Key Terms in this Chapter

Relational Database Management System (RDBMS): It is a database management system that is based on the relational model as introduced by Edgar F. Codd. The model represents all information in the form of multiple related tables, every one consisting of rows and columns.

Database: An organized collection of data (records) that is stored in a computer in a systematic way, so that computer software might consult it to answer questions. The database model in most common use today is the relational model.

Graphical User Interface (GUI): It refers to computer software that offers direct manipulation of graphical images and widgets in addition to text.

Open Source Software (OSS): Computer software available with its source code under an open source license to study, change and improve its design. The open source philosophy further defines a boundary on the usage, modification, and redistribution of open source software. Software licenses grant rights to users, which would otherwise be prohibited by copyright. These include rights on usage, modification, and redistribution. Several open source software licenses have qualified within the boundary of the Open Source Definition.

GNU General Public License (GPL): It is the most popular free software license originally written by Richard Stallman for the GNU project. The GPL grants the recipients of computer software the following rights - Freedom to run the program, for any purpose; Freedom to study how the program works, and modify it. (Access to the source code is a precondition for this); Freedom to redistribute copies; Freedom to improve the program, and release the improvements to the public (access to the source code is a precondition for this)

Object-Relational Database Management System (ORDBMS): It is a database management system that allows developers to integrate the database with their own custom data types and methods.

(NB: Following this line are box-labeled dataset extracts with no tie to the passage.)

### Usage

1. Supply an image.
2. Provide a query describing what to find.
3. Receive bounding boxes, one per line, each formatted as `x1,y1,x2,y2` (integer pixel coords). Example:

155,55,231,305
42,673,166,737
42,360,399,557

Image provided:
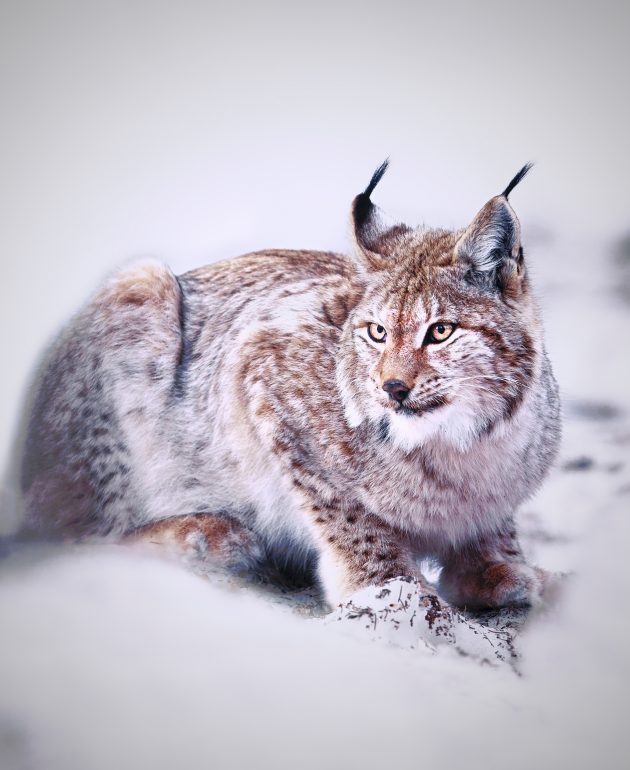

Online Analytical Processing (OLAP): It is an approach to quickly provide the answer to complex analytical queries. It is part of the broader business intelligence category that also includes data mining. The typical applications of OLAP are in business reporting for sales, marketing, management reporting business performance management (BPM), budgeting and forecasting, financial reporting, and similar areas.

Structured Query Language (SQL): It is the most popular computer language used to create, modify and retrieve data from relational database management systems. The language has evolved beyond its original purpose to support object-relational database management systems. It is an ANSI/ISO standard.

Grid Computing: A computing model that provides the ability to perform higher throughput computing by taking advantage of many networked computers to model a virtual computer architecture that is able to distribute process execution across a parallel infrastructure. Grids use the resources of many separate computers connected by a network to solve large-scale computation problems.

Atomicity, Consistency, Isolation, and Durability (ACID): Considered to be the key transaction processing features/properties of a database system. Without them, the integrity of the database cannot be guaranteed.